These are some of the ways of handling insecurity: avoid situations that may reveal one's self-doubting and insecurity; either move away and escape, or fight, criticize, and find fault with others - leaders, programs, or self - to avoid confronting the real problem inside.
An enormous responsibility rests upon us to communcate effectively, and because of this responsibility, self-doubts and insecurities within can rise to the surface until one of the two approaches is taken: escape and withdraw; or fight, criticize, and find fault. Find the mote (weakness) in your husband's (or wife's) eye and focus on it until that view obscures the view of the beam (weakness) in your own eye. This makes it almost impossible to clearly see or to effectively give help. Or withdraw, saying, "I don't want to communicate. I have nothing to say - nothing to talk about." That is an escape! Or else compensate for your insecurity by focusing on security from the outside - clothes, styling, and membership in select groups - inwardly saying, "These things can compensate for my own feeling of insecurity and make me feel adequate and more secure."
I suggest that none of this works upon the roots at all. None of it works with the underlying causes of strife or of peace. I suggest that the world doesn't know fully what those roots are - those deep spiritual roots which, if exercised, fed, and nourished, could bring about a great internal feeling of security and peace so that, in turn, out of that internal strength and anchorage will flow the ability to be a peacemaker in our relationships with others, particularly when the storms descend.

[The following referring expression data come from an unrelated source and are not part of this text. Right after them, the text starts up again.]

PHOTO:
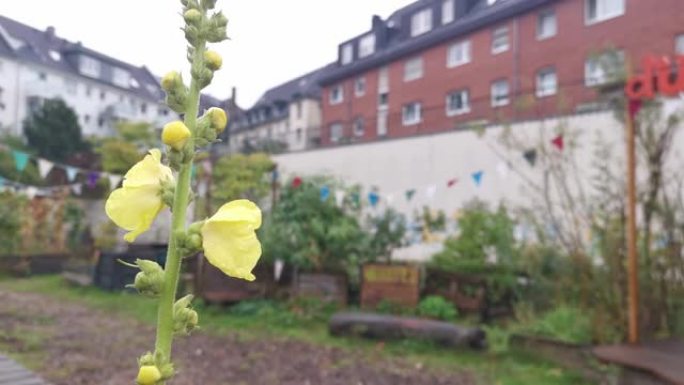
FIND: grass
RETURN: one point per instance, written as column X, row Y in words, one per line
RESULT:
column 307, row 322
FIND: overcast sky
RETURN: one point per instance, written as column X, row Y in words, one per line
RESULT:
column 272, row 41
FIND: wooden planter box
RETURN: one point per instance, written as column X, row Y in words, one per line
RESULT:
column 325, row 287
column 213, row 286
column 398, row 284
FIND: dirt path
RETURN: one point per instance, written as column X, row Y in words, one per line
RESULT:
column 79, row 346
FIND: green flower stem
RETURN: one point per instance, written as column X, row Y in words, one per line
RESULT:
column 178, row 222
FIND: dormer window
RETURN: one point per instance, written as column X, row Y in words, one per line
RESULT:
column 90, row 67
column 347, row 54
column 447, row 11
column 421, row 22
column 367, row 45
column 121, row 77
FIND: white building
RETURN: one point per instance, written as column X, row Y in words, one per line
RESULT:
column 36, row 65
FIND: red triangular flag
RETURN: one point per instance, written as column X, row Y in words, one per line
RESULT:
column 558, row 142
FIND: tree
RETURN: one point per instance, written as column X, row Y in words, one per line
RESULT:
column 54, row 132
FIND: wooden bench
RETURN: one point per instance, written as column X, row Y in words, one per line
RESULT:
column 12, row 373
column 652, row 363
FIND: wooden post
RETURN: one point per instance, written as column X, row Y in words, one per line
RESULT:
column 632, row 260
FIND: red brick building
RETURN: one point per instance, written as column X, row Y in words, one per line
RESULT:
column 439, row 65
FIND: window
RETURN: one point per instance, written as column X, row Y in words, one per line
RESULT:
column 336, row 132
column 604, row 68
column 679, row 44
column 336, row 95
column 458, row 103
column 546, row 25
column 413, row 69
column 421, row 22
column 600, row 10
column 447, row 11
column 411, row 114
column 358, row 126
column 500, row 93
column 347, row 53
column 500, row 40
column 367, row 45
column 121, row 77
column 458, row 54
column 360, row 86
column 90, row 67
column 547, row 82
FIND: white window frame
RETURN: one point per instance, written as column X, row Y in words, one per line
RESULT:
column 498, row 98
column 546, row 82
column 347, row 54
column 421, row 22
column 408, row 118
column 500, row 33
column 465, row 107
column 602, row 12
column 336, row 95
column 360, row 86
column 89, row 66
column 541, row 34
column 459, row 54
column 448, row 11
column 336, row 132
column 367, row 45
column 413, row 69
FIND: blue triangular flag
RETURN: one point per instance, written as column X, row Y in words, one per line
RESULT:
column 477, row 178
column 71, row 173
column 20, row 160
column 325, row 193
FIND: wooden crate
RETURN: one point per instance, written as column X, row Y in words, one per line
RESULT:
column 398, row 284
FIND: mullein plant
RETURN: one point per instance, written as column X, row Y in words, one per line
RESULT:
column 227, row 239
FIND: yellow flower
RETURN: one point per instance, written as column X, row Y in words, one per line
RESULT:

In my judgement, too much present-day thinking regarding communication is based upon a sunshine philosophy. When the sun is shining and things are going wonderfully, people can communicate easily, naturally, and effectively, but the moment the storms descend (and they descend almost every day on all of our lives in one way or anoteher - at least little storms: conflicting expectations, economic pressures, conditions of stress, time pressures, etc.) we lose our temper, shout out, condemn, do some things that we would never think of doing when the sun is shining.
But sooner or later the stoms come. Then our self doubts surface and relationship problems commence and communication breaks down.

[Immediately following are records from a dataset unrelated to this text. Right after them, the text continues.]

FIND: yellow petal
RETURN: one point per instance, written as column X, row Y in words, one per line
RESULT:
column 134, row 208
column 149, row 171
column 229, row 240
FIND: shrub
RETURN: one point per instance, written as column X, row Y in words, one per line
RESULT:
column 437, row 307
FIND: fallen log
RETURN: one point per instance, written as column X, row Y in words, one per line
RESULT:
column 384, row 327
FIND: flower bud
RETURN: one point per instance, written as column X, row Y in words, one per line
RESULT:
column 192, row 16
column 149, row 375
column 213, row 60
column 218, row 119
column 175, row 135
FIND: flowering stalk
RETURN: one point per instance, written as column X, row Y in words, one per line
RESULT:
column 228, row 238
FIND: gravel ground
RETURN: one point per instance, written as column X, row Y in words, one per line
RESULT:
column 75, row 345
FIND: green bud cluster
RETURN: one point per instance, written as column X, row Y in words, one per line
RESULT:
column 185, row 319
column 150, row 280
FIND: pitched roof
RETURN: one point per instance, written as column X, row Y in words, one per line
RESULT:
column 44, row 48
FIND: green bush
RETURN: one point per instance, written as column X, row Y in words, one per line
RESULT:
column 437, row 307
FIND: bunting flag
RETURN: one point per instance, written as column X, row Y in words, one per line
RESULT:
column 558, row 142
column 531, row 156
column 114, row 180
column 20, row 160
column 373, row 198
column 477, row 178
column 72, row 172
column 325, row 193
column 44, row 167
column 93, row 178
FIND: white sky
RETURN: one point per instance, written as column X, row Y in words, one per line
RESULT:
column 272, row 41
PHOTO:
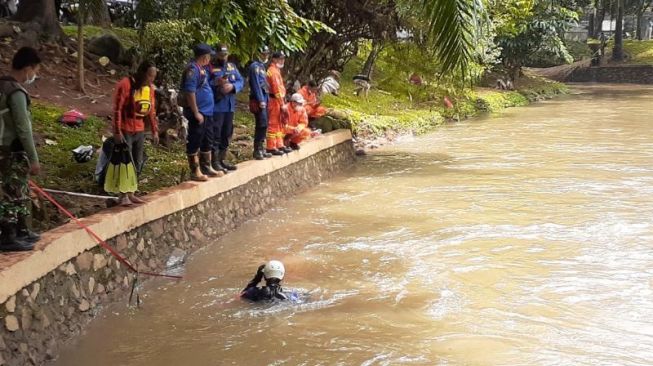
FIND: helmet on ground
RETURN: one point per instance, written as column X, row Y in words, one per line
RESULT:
column 274, row 269
column 297, row 98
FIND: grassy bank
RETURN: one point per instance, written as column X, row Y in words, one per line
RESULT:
column 397, row 107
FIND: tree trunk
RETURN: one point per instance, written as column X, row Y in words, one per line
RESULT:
column 377, row 46
column 80, row 52
column 618, row 50
column 99, row 16
column 43, row 13
column 598, row 22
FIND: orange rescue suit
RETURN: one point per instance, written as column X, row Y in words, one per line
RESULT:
column 276, row 116
column 297, row 128
column 313, row 107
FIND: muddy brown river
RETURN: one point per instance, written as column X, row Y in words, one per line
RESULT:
column 524, row 239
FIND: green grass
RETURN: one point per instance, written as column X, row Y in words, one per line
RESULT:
column 164, row 168
column 640, row 52
column 128, row 36
column 397, row 106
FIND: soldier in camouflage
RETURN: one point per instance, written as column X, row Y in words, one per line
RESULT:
column 18, row 157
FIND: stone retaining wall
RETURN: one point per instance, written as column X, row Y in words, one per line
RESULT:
column 59, row 297
column 633, row 74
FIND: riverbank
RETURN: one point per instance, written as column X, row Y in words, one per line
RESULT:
column 48, row 295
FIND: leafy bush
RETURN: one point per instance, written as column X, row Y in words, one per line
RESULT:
column 169, row 43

We discovered that an individual would know the Church was true only to the degree he or she was true to the Church. By being true to the Church, there seemed to be an unlocking from within of a divine sense of a testimony - a conviction that came from obedience.
Once we learned this transcendentally vital lession, we stopped trying to convince people by persuasion, reason, and the use of scripture alone, for this approach stirred up their self doubts. Instead, we encouraged investigators to obey, to change, to repent, to pray, to live a commitment, to attend church, to study the Book of Mormon. This approach, when followed, minimized self-doubt.
James the apostle asked, "From whence come wars and fightings among you? come they not hence, even of your lusts that war in your members?" (James 4:1.) He suggests that conflicting loyalties and passions within are the cause of human strife. In other words, the real root of peace and effective communication when the storms of life descend is obedience to divine law. This is not the easy answer - in fact, it is the hardest answer of all and yet the truest, for it overcomes self doubt.